The trio have made a point of seeking regulatory approval for their offerings, with the Winklevoss’s Gemini Trust Co. and Paxos winning New York state approval to issue their coins and Circle currently working with the same agency. Creating more regulated and transparent competitors to Tether could give these tokens an edge in a market increasingly on the agenda of policy makers. None are regulated by the U.S. federal government.

Unseating Tether is only part of the appeal for these ventures. In addition, the potential for growth in the sector is immense. Low volatility tokens currently account for around $3 billion, a fraction of the broader $220 billion crypto market.

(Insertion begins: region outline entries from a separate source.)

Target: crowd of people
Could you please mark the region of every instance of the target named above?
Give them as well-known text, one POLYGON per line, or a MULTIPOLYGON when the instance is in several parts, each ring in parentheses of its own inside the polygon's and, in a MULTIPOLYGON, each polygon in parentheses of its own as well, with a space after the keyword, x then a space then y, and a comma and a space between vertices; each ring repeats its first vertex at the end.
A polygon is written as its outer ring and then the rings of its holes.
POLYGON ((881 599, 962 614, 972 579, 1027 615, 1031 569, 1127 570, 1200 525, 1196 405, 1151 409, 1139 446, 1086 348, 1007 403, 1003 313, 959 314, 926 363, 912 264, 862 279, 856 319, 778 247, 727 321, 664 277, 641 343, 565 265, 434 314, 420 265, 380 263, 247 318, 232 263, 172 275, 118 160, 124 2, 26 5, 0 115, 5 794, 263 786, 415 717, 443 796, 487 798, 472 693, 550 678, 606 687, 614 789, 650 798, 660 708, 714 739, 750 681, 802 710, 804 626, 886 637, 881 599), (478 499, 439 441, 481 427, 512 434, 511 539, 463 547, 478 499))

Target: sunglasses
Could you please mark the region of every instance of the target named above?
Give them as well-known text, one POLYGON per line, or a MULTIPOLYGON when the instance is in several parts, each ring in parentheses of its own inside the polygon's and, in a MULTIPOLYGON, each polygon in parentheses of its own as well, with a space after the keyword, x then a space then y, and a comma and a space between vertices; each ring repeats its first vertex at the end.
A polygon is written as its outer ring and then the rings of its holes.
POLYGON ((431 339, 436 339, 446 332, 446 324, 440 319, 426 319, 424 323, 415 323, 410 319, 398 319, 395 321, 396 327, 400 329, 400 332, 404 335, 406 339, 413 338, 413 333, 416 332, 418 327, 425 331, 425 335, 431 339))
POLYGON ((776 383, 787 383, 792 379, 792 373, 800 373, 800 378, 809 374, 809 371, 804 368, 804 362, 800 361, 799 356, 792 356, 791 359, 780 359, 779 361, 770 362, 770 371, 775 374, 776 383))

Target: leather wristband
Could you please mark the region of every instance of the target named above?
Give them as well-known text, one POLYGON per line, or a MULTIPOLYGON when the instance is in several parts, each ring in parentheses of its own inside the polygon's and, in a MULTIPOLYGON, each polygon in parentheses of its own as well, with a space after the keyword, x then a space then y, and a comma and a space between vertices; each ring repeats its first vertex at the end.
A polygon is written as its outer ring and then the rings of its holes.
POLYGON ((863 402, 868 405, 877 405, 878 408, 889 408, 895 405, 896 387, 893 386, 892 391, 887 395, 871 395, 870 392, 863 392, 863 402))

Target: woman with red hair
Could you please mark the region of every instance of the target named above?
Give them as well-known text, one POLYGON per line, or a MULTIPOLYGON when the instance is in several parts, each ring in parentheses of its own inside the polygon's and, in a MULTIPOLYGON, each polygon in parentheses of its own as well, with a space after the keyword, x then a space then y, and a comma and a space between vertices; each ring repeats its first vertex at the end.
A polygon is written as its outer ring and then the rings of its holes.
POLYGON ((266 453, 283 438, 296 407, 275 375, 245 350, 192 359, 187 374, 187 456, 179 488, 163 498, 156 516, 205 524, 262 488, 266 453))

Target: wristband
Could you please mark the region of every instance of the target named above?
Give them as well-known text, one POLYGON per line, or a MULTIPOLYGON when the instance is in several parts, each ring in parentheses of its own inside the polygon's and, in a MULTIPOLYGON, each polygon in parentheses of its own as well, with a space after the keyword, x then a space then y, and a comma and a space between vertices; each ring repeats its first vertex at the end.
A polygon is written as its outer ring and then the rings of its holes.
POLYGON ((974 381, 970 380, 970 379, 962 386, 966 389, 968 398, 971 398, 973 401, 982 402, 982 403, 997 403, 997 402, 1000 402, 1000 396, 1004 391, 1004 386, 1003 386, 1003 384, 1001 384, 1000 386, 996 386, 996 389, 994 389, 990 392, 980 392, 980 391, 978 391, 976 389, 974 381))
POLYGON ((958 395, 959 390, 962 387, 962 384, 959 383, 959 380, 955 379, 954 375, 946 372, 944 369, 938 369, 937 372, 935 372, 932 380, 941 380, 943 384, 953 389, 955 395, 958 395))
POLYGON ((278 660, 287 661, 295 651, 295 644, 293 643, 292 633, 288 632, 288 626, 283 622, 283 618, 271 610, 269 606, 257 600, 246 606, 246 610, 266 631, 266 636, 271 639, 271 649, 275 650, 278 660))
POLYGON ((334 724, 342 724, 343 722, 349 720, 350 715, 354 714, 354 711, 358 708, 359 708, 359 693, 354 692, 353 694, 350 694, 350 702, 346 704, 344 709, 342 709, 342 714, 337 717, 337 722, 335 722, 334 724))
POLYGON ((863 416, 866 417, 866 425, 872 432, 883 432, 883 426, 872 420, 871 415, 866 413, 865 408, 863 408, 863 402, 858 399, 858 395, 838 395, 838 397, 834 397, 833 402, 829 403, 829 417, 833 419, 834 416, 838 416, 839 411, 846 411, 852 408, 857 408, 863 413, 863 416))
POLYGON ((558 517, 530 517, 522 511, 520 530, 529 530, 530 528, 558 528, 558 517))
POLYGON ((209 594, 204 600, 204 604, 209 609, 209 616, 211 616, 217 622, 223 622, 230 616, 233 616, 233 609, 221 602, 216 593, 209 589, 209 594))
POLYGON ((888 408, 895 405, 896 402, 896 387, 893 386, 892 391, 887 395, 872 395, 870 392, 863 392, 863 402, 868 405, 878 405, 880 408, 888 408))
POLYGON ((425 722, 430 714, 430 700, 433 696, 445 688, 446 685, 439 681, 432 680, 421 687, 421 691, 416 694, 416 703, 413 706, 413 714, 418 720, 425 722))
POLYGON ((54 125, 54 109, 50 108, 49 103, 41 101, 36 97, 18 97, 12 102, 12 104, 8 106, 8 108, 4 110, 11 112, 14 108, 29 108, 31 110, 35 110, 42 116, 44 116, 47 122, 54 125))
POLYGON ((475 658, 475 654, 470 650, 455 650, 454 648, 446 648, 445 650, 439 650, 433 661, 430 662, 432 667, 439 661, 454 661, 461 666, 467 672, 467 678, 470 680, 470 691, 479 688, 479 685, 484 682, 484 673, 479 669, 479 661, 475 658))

Over half of the 37 stable coin issuers surveyed by Stable.Report estimated the market capitalization of minimum-volatility tokens will total as much as $99 billion within three to five years, while 22 percent said the market could top $1 trillion in the same period.

“Stable coins are the next hype cycle in the crypto space,” said Sean Keegan, managing partner at crypto investment firm Digital Asset Strategies in Los Angeles. “The hype will be followed by a period of disillusionment, correction, despair, abandonment, evolution, and re-adoption.”